I recently finished designing and implementing a tramp floor for my 16′ Maravia Cat. And first and foremost I’ll say this floor was inspired by a friend’s floor that I had the pleasure of hanging out on last summer. The conundrum I found myself in when I embarked on this endeavor, is that I, like my friend, wanted a tramp floor I could stand on, which is contrary to common wisdom regarding what a tramp floor “should” be. I’m writing this post partially because it was fun and I’m proud of my work, and partially because when I went looking for standing tramp floor advice, it was woefully unavailable in the online rafting community as best as I could tell. So hopefully some like minded rafter will find this one day and appreciate it.

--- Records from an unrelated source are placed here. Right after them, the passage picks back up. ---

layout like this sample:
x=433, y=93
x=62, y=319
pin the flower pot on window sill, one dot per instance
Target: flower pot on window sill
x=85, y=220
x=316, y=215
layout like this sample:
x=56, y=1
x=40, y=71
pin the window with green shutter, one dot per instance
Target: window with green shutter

On the surface this might seem like a simple problem, tie the floor to the frame, make sure it’s tight. Turns out, it’s not that simple. I initially tried exactly this, ran some pieces of rope through the grommets in the floor and wrapped said rope around the frame. This solution yielded unacceptable results, the floor sagged ALOT. This first attempt left me at a loss for what to do, so I reached out to my friend, and he got me back on track. The new plan was a bit more involved but was sure to produce a tight floor.
The recipe is as follows:
- 2 — 20′ 1/2inch diameter ropes
- 18 — 1′-1″ cam straps (varies with floor length)
- 4 — speed rail spreader bar mounts
- 2 — 41″ spreader bar (varies with frame width)
Tie the rope around the front and rear cross bar that you are attaching the floor to, running the rope through all of the grommets in the tramp floor. Pull it as tight as possible and tie it off. If you have adjustable spreader bars, on your frame, pull one in an inch or so from where you will eventually place it, and once you have the floor secured on front and back, you can push the spreader bar back into position, pulling the floor as tight as possible in the process. Install the new spreader bars underneath the floor, one third of the way down the length of the floor, and two thirds of the way down the length of the floor respectively. Attach 1′-1″ cam straps to each grommet on the sides of the floor, pulling them as tight as possible against the frame. That’s it. Hop on your new floor and see what you think.
This design really hits everything I was looking for; standable, economical, and I even got a splash guard out of it. The straps really make the biggest impact on tightness, though straps all the way around is a bit pricey if you don’t just have a shitload of one footers lying around. The rope makes those 14 or so grommets on the front and back way cheaper, and having the spreader bars really becomes absolutely vital for a floor you can stand on that’s this large. And if your frame is similar to mine, you can add a splash guard and buy yourself even more stability with the leverage of the ~90 degree turn.